Erdem konuşmasını söyle sürdürdü: "Esasen Alman hükümeti siyasi bir açıklama yapabilirdi. Ancak bu tür açıklamalardan kaçınılıyor. Hatırlanacak olursa Almanya"da yaşamlarını sürdüren Madımak katillerinin Türkiye"ye iade edilmesi ve orada yargılanması konusunda birkaç yıl önce Alevi Federasyonu olarak hükümetten bir talebimiz olmuştu. O zaman Alman hükümeti de bu kişiler hakkında Türkiye"den yeterli bilgi alamadıklarını söylemişlerdi. Alman hükümeti her ne kadar hukuksal olarak bu savcıları koruma altına alsa da, Erdoğan ve Sarayın desteğiyle savcıların yüzlerce aydını, gazeteciyi, politikacıları suçsuz yere hukuku, insan haklarını çiğneyerek cezaevlerine gönderdiklerini iyi bilmeliler. Dolayısıyla bu süreç çok geniş çaplı değerlendirmeli" diye konuştu.

Sol Parti Federal Milletvekili ve partinin Meclis Grubu İç Politika Sözcüsü Ulla Jelpke, firari savcı Zekeriya Öz'ün "Almanya'ya iltica edip etmemesi" konusunda Merkel hükümetine soru önergesi verdi.

Önergede "1. Firari savcının Almanya'ya iltica edip etmediği konusunda Alman hükümeti ne biliyor? 2. Türkiye resmi yolla Almanya'dan Zekeriya Öz'ün iadesini talep etti mi" şeklinde sorular yer almıştı.

Jelpke konu ile ilgili olarak, "Bundan bir süre öncesine kadar savcı Zekeriya Öz AKP karşıtlarını, hükümeti eleştiren gazetecileri, subayları, generallerinden Kürt belediye başkanlarına kadar bütün muhalif güçleri suçsuz yere hapse gönderdi. Şimdi gazetede yer alan haberlere göre kendisi yurt dışına kaçtı. Tarihin ironisi bu olsa gerek. Bugüne kadar Zekeriya Öz'ün adi politikada keyfi adaletin sembolü olarak geçiyordu" şeklinde açıklamada bulundu.

Zekeriya Öz'ün Türkiye'ye iadesinin Erdoğan rejimine karşı yanlış bir sinyal olabileceğini ifade eden Jelpke, "Zekeriya Öz aslında Türkiye'de politik/muhalif bir suçlu değil, AKP'li yöneticilerin, bakanların 17 Aralık soruşturmasını yürütmüşlerdi. Türkiye'de adalet tamamıyla siyasi mercilere bağlıdır. Zekeriya Öz de bu politikanın sadece bir parçasıdır.

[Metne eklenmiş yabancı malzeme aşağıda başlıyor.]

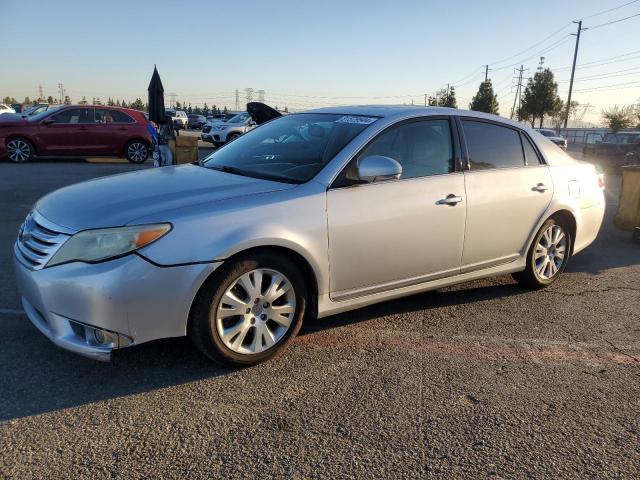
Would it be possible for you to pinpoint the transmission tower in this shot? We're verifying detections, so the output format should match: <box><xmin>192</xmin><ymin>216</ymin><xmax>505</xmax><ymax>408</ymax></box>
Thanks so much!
<box><xmin>244</xmin><ymin>88</ymin><xmax>254</xmax><ymax>104</ymax></box>
<box><xmin>234</xmin><ymin>89</ymin><xmax>240</xmax><ymax>111</ymax></box>
<box><xmin>38</xmin><ymin>84</ymin><xmax>44</xmax><ymax>102</ymax></box>
<box><xmin>57</xmin><ymin>83</ymin><xmax>65</xmax><ymax>104</ymax></box>
<box><xmin>537</xmin><ymin>56</ymin><xmax>545</xmax><ymax>72</ymax></box>
<box><xmin>510</xmin><ymin>65</ymin><xmax>528</xmax><ymax>120</ymax></box>
<box><xmin>256</xmin><ymin>89</ymin><xmax>265</xmax><ymax>102</ymax></box>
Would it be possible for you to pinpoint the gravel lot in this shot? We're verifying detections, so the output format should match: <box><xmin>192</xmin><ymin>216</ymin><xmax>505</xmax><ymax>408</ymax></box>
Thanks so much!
<box><xmin>0</xmin><ymin>158</ymin><xmax>639</xmax><ymax>479</ymax></box>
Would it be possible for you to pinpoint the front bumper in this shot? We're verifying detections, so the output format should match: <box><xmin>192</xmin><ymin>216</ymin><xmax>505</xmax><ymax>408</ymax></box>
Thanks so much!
<box><xmin>14</xmin><ymin>250</ymin><xmax>219</xmax><ymax>361</ymax></box>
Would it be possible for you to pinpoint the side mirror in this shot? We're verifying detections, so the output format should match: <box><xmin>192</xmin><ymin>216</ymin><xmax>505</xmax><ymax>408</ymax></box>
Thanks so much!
<box><xmin>42</xmin><ymin>118</ymin><xmax>55</xmax><ymax>125</ymax></box>
<box><xmin>357</xmin><ymin>155</ymin><xmax>402</xmax><ymax>183</ymax></box>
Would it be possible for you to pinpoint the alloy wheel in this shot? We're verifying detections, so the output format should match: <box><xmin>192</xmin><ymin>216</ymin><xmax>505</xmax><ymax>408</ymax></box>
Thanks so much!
<box><xmin>215</xmin><ymin>268</ymin><xmax>296</xmax><ymax>355</ymax></box>
<box><xmin>7</xmin><ymin>139</ymin><xmax>32</xmax><ymax>162</ymax></box>
<box><xmin>534</xmin><ymin>224</ymin><xmax>567</xmax><ymax>280</ymax></box>
<box><xmin>127</xmin><ymin>142</ymin><xmax>147</xmax><ymax>163</ymax></box>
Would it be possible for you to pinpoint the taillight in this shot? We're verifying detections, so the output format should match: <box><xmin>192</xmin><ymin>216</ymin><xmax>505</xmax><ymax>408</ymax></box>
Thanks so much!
<box><xmin>597</xmin><ymin>173</ymin><xmax>605</xmax><ymax>190</ymax></box>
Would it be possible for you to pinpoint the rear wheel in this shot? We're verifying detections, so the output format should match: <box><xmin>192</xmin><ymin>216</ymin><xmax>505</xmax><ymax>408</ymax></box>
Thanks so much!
<box><xmin>513</xmin><ymin>218</ymin><xmax>571</xmax><ymax>289</ymax></box>
<box><xmin>125</xmin><ymin>140</ymin><xmax>148</xmax><ymax>164</ymax></box>
<box><xmin>7</xmin><ymin>138</ymin><xmax>34</xmax><ymax>163</ymax></box>
<box><xmin>190</xmin><ymin>253</ymin><xmax>307</xmax><ymax>366</ymax></box>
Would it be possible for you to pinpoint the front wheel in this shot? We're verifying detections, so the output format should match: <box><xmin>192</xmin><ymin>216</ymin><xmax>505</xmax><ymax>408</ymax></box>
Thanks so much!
<box><xmin>226</xmin><ymin>132</ymin><xmax>241</xmax><ymax>143</ymax></box>
<box><xmin>190</xmin><ymin>253</ymin><xmax>307</xmax><ymax>366</ymax></box>
<box><xmin>125</xmin><ymin>140</ymin><xmax>148</xmax><ymax>163</ymax></box>
<box><xmin>7</xmin><ymin>138</ymin><xmax>34</xmax><ymax>163</ymax></box>
<box><xmin>513</xmin><ymin>218</ymin><xmax>571</xmax><ymax>289</ymax></box>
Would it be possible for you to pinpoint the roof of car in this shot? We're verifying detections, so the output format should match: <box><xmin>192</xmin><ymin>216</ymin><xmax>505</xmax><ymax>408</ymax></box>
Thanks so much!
<box><xmin>303</xmin><ymin>105</ymin><xmax>526</xmax><ymax>128</ymax></box>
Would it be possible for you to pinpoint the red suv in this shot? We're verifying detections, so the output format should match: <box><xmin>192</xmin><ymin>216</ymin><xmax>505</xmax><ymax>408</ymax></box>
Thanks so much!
<box><xmin>0</xmin><ymin>105</ymin><xmax>152</xmax><ymax>163</ymax></box>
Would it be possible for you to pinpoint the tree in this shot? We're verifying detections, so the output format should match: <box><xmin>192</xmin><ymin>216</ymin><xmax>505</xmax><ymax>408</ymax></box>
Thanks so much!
<box><xmin>602</xmin><ymin>105</ymin><xmax>635</xmax><ymax>132</ymax></box>
<box><xmin>284</xmin><ymin>106</ymin><xmax>289</xmax><ymax>113</ymax></box>
<box><xmin>187</xmin><ymin>103</ymin><xmax>193</xmax><ymax>114</ymax></box>
<box><xmin>79</xmin><ymin>96</ymin><xmax>88</xmax><ymax>105</ymax></box>
<box><xmin>469</xmin><ymin>81</ymin><xmax>499</xmax><ymax>114</ymax></box>
<box><xmin>428</xmin><ymin>86</ymin><xmax>457</xmax><ymax>108</ymax></box>
<box><xmin>223</xmin><ymin>106</ymin><xmax>228</xmax><ymax>114</ymax></box>
<box><xmin>175</xmin><ymin>101</ymin><xmax>182</xmax><ymax>110</ymax></box>
<box><xmin>63</xmin><ymin>95</ymin><xmax>71</xmax><ymax>105</ymax></box>
<box><xmin>23</xmin><ymin>96</ymin><xmax>32</xmax><ymax>106</ymax></box>
<box><xmin>120</xmin><ymin>99</ymin><xmax>127</xmax><ymax>108</ymax></box>
<box><xmin>107</xmin><ymin>97</ymin><xmax>115</xmax><ymax>106</ymax></box>
<box><xmin>129</xmin><ymin>98</ymin><xmax>145</xmax><ymax>111</ymax></box>
<box><xmin>3</xmin><ymin>96</ymin><xmax>17</xmax><ymax>105</ymax></box>
<box><xmin>47</xmin><ymin>96</ymin><xmax>54</xmax><ymax>104</ymax></box>
<box><xmin>202</xmin><ymin>102</ymin><xmax>210</xmax><ymax>116</ymax></box>
<box><xmin>519</xmin><ymin>68</ymin><xmax>561</xmax><ymax>128</ymax></box>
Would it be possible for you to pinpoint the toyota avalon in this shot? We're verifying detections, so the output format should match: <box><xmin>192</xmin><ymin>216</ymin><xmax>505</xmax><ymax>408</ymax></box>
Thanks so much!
<box><xmin>13</xmin><ymin>105</ymin><xmax>605</xmax><ymax>366</ymax></box>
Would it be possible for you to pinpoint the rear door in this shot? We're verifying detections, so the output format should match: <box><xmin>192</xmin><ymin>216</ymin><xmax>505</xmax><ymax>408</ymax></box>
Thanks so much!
<box><xmin>94</xmin><ymin>108</ymin><xmax>136</xmax><ymax>154</ymax></box>
<box><xmin>327</xmin><ymin>117</ymin><xmax>467</xmax><ymax>299</ymax></box>
<box><xmin>459</xmin><ymin>118</ymin><xmax>553</xmax><ymax>271</ymax></box>
<box><xmin>36</xmin><ymin>107</ymin><xmax>95</xmax><ymax>155</ymax></box>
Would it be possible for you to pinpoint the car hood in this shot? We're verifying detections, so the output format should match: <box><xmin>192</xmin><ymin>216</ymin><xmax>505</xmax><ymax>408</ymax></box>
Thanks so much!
<box><xmin>35</xmin><ymin>164</ymin><xmax>297</xmax><ymax>231</ymax></box>
<box><xmin>0</xmin><ymin>113</ymin><xmax>27</xmax><ymax>126</ymax></box>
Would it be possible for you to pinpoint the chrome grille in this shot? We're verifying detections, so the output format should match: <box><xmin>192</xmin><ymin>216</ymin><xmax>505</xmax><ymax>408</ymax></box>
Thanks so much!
<box><xmin>15</xmin><ymin>212</ymin><xmax>72</xmax><ymax>270</ymax></box>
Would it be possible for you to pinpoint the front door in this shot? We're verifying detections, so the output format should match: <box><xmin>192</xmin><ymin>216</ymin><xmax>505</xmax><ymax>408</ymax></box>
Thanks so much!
<box><xmin>327</xmin><ymin>118</ymin><xmax>466</xmax><ymax>299</ymax></box>
<box><xmin>36</xmin><ymin>107</ymin><xmax>96</xmax><ymax>155</ymax></box>
<box><xmin>459</xmin><ymin>119</ymin><xmax>553</xmax><ymax>270</ymax></box>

Zekeriya Öz Türkiye'ye iade edilmemeli çünkü Türkiye'de adalet sistemi tamamıyla politikaya bağlı olup/iktidarlar karar vermektedir. Ancak Zekeriya Öz tarafından ya karartılmış belgelerle ya da haksiz yere cezaevlerine gönderilip de Almanya'da bulunan mağdurlar Alman adalet sistemine göre bu kez onlar Öz hakkında dava açabilirler" seklinde açıklamada bulunmuştu.